Cast: Nicole Kidman, Aaron Eckhart, Dianne Wiest, Miles Teller, Tammy Blanchard

Director: John Cameron Mitchell

From all outward appearances, the couple seems to be living a normal life.  They appear to be working hard to convey that normalcy... not just to those in their immediate environment, but to each other.  When they're alone, however, we see the pain and longing break through the emotional fissures in their being.

The husband never misses a day from his job, maintains a healthy social rapport with his friends and colleagues, exercises daily... but stays up late at night in the emotional confines of the living room, watches cell phone video of his four-year-old son.

The wife works tirelessly around the house, spends a copious amount of time perfecting the appearance of her garden.  Although she does spend a chunk of her alone time trailing a school bus, awaiting a youth's disembarkment.  He was the unfortunate soul behind the wheel when her little boy was struck and killed mere months ago.  She isn't overcome with anger.  Looks more curious.  Needs a connection of some sort.
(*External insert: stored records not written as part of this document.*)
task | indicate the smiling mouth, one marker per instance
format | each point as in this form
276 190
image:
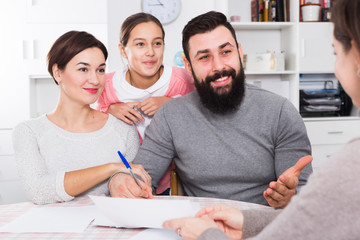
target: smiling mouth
221 81
91 90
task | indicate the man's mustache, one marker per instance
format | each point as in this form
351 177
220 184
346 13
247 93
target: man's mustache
230 72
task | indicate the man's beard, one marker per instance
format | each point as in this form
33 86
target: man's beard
222 100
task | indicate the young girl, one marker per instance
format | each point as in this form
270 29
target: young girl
73 150
135 92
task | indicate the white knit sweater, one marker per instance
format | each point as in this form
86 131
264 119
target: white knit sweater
44 152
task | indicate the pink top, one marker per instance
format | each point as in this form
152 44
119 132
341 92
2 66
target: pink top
180 84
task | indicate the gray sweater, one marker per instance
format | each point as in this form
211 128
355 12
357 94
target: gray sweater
326 208
233 156
44 152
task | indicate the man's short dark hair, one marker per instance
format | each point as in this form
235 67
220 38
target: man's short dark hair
204 23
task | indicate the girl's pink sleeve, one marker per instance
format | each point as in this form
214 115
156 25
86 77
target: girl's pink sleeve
106 98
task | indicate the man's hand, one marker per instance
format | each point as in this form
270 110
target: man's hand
124 186
150 105
229 219
126 112
279 193
190 228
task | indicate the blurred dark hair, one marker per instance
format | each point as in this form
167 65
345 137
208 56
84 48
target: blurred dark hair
345 14
70 44
204 23
132 21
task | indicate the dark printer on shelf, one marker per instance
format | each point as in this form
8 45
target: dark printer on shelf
324 102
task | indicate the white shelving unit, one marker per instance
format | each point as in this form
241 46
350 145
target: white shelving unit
308 51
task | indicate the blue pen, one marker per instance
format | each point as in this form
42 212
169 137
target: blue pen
127 165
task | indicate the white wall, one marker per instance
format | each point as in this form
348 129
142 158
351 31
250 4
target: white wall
119 10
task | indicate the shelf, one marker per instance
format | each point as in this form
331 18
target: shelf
262 25
321 119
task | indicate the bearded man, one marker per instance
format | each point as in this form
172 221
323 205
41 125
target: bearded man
228 139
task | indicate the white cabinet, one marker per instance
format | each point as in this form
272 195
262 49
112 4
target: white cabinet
328 136
275 37
11 189
66 11
316 52
308 52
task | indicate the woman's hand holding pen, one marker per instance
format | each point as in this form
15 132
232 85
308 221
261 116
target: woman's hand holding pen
139 170
123 185
126 112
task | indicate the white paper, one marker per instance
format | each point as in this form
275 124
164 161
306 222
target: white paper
156 234
148 213
52 219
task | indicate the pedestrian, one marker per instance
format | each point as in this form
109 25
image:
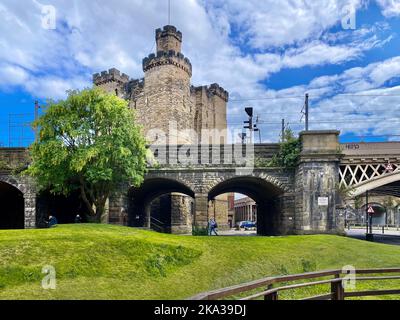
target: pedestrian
52 221
78 219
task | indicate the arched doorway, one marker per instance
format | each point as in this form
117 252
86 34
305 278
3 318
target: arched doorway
266 196
64 208
12 207
162 204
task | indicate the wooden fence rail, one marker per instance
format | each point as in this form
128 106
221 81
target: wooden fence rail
271 286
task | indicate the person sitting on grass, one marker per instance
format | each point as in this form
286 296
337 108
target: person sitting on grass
78 219
212 227
52 221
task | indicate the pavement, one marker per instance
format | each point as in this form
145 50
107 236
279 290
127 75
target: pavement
389 237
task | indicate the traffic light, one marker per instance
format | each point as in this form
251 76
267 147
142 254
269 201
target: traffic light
250 123
249 111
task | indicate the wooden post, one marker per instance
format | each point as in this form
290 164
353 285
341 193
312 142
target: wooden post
337 290
272 296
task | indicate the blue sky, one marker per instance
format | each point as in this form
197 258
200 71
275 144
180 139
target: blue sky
267 54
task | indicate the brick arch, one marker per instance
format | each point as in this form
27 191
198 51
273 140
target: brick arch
177 178
260 175
12 181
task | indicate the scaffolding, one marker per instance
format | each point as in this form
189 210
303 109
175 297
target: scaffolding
20 130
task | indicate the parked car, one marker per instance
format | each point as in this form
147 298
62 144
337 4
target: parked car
246 225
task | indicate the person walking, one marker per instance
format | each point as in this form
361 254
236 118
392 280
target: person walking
52 221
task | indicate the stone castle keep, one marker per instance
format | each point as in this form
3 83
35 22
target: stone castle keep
166 95
165 99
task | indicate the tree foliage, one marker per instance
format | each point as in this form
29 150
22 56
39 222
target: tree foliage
289 151
88 142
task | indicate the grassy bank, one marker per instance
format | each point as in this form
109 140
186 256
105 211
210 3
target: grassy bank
110 262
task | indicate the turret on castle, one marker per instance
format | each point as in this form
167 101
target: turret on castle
165 96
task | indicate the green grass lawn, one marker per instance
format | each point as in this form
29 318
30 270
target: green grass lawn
111 262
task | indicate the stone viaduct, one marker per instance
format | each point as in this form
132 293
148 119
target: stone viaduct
299 200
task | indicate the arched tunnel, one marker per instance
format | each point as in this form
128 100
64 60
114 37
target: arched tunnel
12 207
265 194
140 199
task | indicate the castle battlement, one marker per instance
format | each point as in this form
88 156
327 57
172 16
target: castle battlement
214 90
167 57
109 76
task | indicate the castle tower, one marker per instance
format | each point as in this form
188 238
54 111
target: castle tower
167 104
169 110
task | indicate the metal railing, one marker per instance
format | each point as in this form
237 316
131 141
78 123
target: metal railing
272 286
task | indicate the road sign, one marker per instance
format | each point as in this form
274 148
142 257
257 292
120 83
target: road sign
371 210
389 167
323 201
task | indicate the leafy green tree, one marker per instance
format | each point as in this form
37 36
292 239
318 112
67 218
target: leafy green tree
289 151
88 142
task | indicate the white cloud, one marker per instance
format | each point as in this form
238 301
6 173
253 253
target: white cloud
390 8
235 43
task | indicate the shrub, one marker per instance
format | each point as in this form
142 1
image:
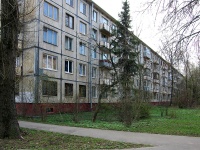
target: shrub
141 110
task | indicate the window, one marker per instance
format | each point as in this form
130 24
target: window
94 34
68 89
82 47
50 11
17 80
94 91
82 90
104 56
94 16
94 72
104 20
49 62
17 61
68 66
104 38
49 88
82 28
68 43
49 36
69 21
82 69
70 2
83 8
94 53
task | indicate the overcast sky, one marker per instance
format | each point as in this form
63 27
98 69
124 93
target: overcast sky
143 25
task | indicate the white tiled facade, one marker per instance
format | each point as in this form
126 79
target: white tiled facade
61 62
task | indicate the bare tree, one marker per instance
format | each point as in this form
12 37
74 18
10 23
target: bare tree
9 127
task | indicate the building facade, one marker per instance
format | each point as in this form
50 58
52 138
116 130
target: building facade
62 57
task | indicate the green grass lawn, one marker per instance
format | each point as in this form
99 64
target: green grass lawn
55 141
178 122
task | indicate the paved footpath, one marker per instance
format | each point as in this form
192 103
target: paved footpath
158 141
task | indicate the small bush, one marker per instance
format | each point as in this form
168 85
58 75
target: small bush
141 110
172 114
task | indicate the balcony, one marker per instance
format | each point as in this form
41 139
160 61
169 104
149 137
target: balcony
156 81
104 28
106 81
156 90
104 45
164 67
147 55
170 84
156 71
156 61
146 77
105 64
147 66
147 88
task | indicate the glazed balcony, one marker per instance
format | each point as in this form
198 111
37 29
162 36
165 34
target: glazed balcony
104 28
156 90
156 61
147 66
156 81
147 55
156 71
147 88
105 64
106 81
104 45
146 77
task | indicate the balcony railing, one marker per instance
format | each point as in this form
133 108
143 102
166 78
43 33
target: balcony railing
147 88
106 81
105 63
156 61
104 45
147 55
156 81
156 90
146 77
147 66
105 29
156 70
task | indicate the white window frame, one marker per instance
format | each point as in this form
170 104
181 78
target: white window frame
82 48
70 2
82 69
50 36
67 91
94 16
69 21
94 53
46 64
83 28
47 11
94 72
104 20
17 61
83 8
94 34
68 43
72 68
94 92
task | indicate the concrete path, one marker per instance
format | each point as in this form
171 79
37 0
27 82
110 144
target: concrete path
158 141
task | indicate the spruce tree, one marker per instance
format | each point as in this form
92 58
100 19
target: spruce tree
124 47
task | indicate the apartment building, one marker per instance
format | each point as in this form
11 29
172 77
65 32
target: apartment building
63 57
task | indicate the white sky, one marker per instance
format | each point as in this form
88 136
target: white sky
143 25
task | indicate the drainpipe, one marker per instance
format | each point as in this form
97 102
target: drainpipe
90 57
37 57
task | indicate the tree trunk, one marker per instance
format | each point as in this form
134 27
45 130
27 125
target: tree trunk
9 127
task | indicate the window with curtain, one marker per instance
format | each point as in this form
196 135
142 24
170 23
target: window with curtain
50 11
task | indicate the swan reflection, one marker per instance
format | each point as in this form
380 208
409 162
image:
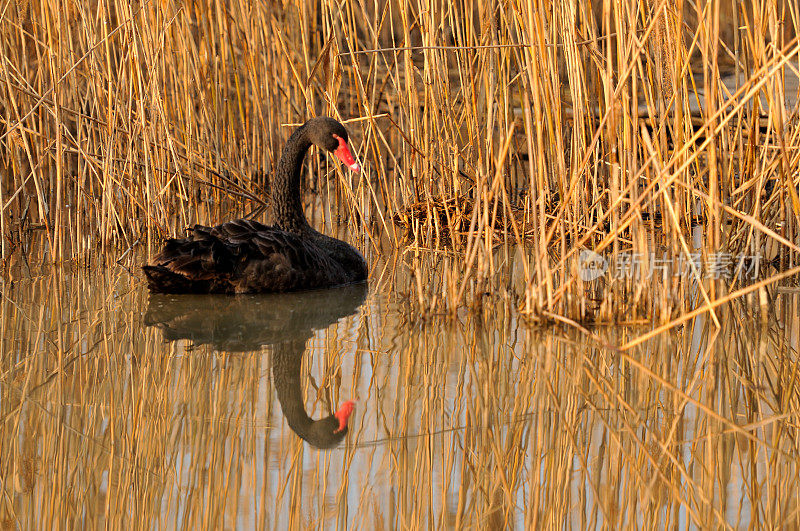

They have lost a child.  "Rabbit Hole" is a movie about grief, though not so much about overcoming it.  It's too intelligent and perceptive for that.  If there is a resolution here, it's more in the accepting of their fate in a manner that allows them to maintain an acceptable lifestyle.  Seldom do we see a movie where the final verbal exchange includes: "Then what?" followed by: "I don't know.  Something."

The struggle to get there is a colossal one.  The film is set eight months after their son's accident.  (He chased his dog into the street, was hit by a car.)  That time frame is crucial to the story.  It marks what the husband Howie (Aaron Eckhart) seems to think should be some sort of turning point.  Trying to have another child, perhaps?  The wife Becca (Nicole Kidman) isn't ready.  They do, however, strive to keep up appearances, including attending a nightly bereavement group.  Becca tries accompanying Howie, but the piousness of the other members weighs too heavily on her secular side.  (After listening to platitudes like "God took our little daughter 'cause He needed another angel," Becca jumps in.  "So why didn't He just make another angel.  I mean, He is God, after all.  Right?  Just putting it out there.") 

We learn Becca has experienced previous loss in her life.  Her drug-addicted brother died eleven years ago, leading to a somewhat strained relationship with her mother (Dianne Wiest), who consistently imparts unwanted bits of advice to her daughter.  Her brother's self-destruction also contributes to Becca's loving-yet-tricky relationship with her a-little-too-free-spirit sister (Tammy Blanchard), now pregnant with her first child. 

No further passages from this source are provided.